Auf engstem Raum drängt sich das Ensemble auf der Vorbühne, hinter ihnen ragt das Bühnenbild hervor, das albtraumhafte Motive von Hieronymus Bosch zitiert. Als Live-Bühnenmaler ist Tim Burchardt weiter damit beschäftigt, das Gemälde zu vervollständigen, während sich vorne der russische Debattierzirkel die Köpfe heiß redet.
Zweieinhalb Stunden lang wird hier lamentiert und diskutiert, über Gott und die Welt, über den Sinn der Existenz, über Suizid und Revolte. Zwei Männer geben mit steilen Thesen den Ton vor: am rechten Bühnenrand steht Sebastian Zimmler, der nach seinem Studium ins Thalia-Ensemble kam und seit mehr als einem Jahrzehnt vor allem Inszenierungen von Jette Steckel und Antú Romero Nunes prägt. Er spielt den Revolutionsführer Pjotr Werchowenski, der damit kokettiert, dass er das Publikum für dumm hält, aufrührerische Reden schwingt und in großen schwarzen Boots hinter seinem DJ-Set steht. Ähnlich eloquent ist Alexej Kirillow (Nils Kahnwald, Schauspieler des Jahres 2019, der nach zwei Spielzeiten in Zürich und kurzzeitiger freier Arbeit ins Thalia-Ensemble wechselte). Er proklamiert den Suizid als logische Konsequenz aus der Sinnlosigkeit des Daseins und hat eine schöne, kleine Choreographie entwickelt, wie er sich selbst die Kugel in den Kopf schießen möchte. Wie eine Flipperkugel wird Nikolai Stawrogin (Jirka Zett) hin und hergeworfen, als „schillernd und ungreifbar“ wird diese Figur im Programmheft angekündigt, die rätselhaft und eine Leerstelle bleibt.
Unermüdlich wälzen die Figuren mit quietschbunt gefärbten Haaren ihre philosophischen Diskurse. Das Publikum ist zu harter gedanklicher Arbeit herausgefordert. Kaum eine Atempause und nur wenige spielerische Momente gönnt Thalia-Hausregisseurin Jette Steckel ihrem Publikum und ihrem Ensemble. Oft hat sie bewiesen, dass sie leichtfüßige Abende wie z.B. ihr Popmärchen „Romeo und Julia“ zaubern kann, auch aus so schwerer philosophischer Kost wie dem „Caligula“-Thesenstück von Albert Camus machte sie zu Beginn ihrer Karriere gemeinsam mit Mirco Kreibich in der Box des Deutschen Theaters herausforderndes und miteißendes Theater.
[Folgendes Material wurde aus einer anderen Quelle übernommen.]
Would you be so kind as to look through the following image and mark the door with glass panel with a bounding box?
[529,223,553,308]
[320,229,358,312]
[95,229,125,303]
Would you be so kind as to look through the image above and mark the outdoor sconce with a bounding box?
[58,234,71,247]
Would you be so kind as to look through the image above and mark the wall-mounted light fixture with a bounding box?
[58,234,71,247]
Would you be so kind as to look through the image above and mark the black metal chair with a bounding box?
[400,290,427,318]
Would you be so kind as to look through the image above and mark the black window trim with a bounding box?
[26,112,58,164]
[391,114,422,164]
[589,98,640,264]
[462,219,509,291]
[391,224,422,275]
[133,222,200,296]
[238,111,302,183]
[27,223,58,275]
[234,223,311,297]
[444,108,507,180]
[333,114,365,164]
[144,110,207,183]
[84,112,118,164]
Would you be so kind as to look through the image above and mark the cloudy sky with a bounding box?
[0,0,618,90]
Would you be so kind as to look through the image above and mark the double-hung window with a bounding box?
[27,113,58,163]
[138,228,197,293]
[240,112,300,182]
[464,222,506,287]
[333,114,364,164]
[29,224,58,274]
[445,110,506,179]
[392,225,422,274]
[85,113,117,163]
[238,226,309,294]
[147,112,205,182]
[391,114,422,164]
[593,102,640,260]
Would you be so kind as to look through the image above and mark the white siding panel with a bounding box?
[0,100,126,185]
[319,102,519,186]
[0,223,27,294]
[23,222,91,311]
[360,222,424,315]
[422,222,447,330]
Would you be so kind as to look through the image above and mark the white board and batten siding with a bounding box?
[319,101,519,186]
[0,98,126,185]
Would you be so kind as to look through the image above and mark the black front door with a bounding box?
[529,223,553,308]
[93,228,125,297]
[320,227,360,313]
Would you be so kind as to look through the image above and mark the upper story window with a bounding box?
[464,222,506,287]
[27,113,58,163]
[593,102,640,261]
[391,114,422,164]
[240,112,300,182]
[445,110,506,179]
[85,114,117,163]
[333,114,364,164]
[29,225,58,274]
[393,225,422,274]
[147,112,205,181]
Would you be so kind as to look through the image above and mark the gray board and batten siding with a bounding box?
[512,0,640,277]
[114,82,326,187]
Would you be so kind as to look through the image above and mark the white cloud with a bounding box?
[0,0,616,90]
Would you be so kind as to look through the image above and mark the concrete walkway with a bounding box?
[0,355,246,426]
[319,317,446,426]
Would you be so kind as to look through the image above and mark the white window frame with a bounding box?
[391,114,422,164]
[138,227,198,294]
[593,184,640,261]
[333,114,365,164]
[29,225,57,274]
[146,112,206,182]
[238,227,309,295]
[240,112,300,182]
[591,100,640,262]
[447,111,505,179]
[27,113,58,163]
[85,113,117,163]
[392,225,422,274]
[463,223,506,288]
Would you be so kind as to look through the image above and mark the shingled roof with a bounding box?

Doch diesmal lasten die statischen Tableaus und die enormen Textmassen gewaltig auf diesem langen Premierenabend mitten in der Arbeitswoche, mit dem das Thalia Theater sein Lessingtage-Festival einläutet.
Völlig unvermittelt explodiert das über zwei Stunden bedeutungsschwer kreisende Diskurstheater in einer hypernervösen Choreographie, in der das Ensemble zuckt und zappelt. Erstaunlich, mit wie viel Elan und Beweglichkeit Barbara Nüsse in diesem Trubel mittendrin ist, obwohl sie in wenigen Wochen ihren 80. Geburtstag feiert. Ihr gehört auch der schöne Schlussmoment: „Leben Sie mehr!“, ruft sie uns im Saal zu und haucht ein letztes „Adieu“ hinterher, bevor sie seitlich am Bühnenrand abgeht.
Mehr Lebendigkeit wäre auch ein Wunsch für diese ambitionierte, aber unter ihrer Materialfülle ächzende philosophische Diskurshölle, durch die Jette Steckel, Albert Camus und Fjodor Dostojewski das Publikum an einem Abend schicken, der vor der Premiere noch auf 2,5 Stunden gekürzt wurde. Eigentlich müsste er fünf Stunden, erklärte Jette Steckel im Programmheft-Interview. Nur dann könnte sie alle philosophischen Gedanken der Vorlage unterbringen.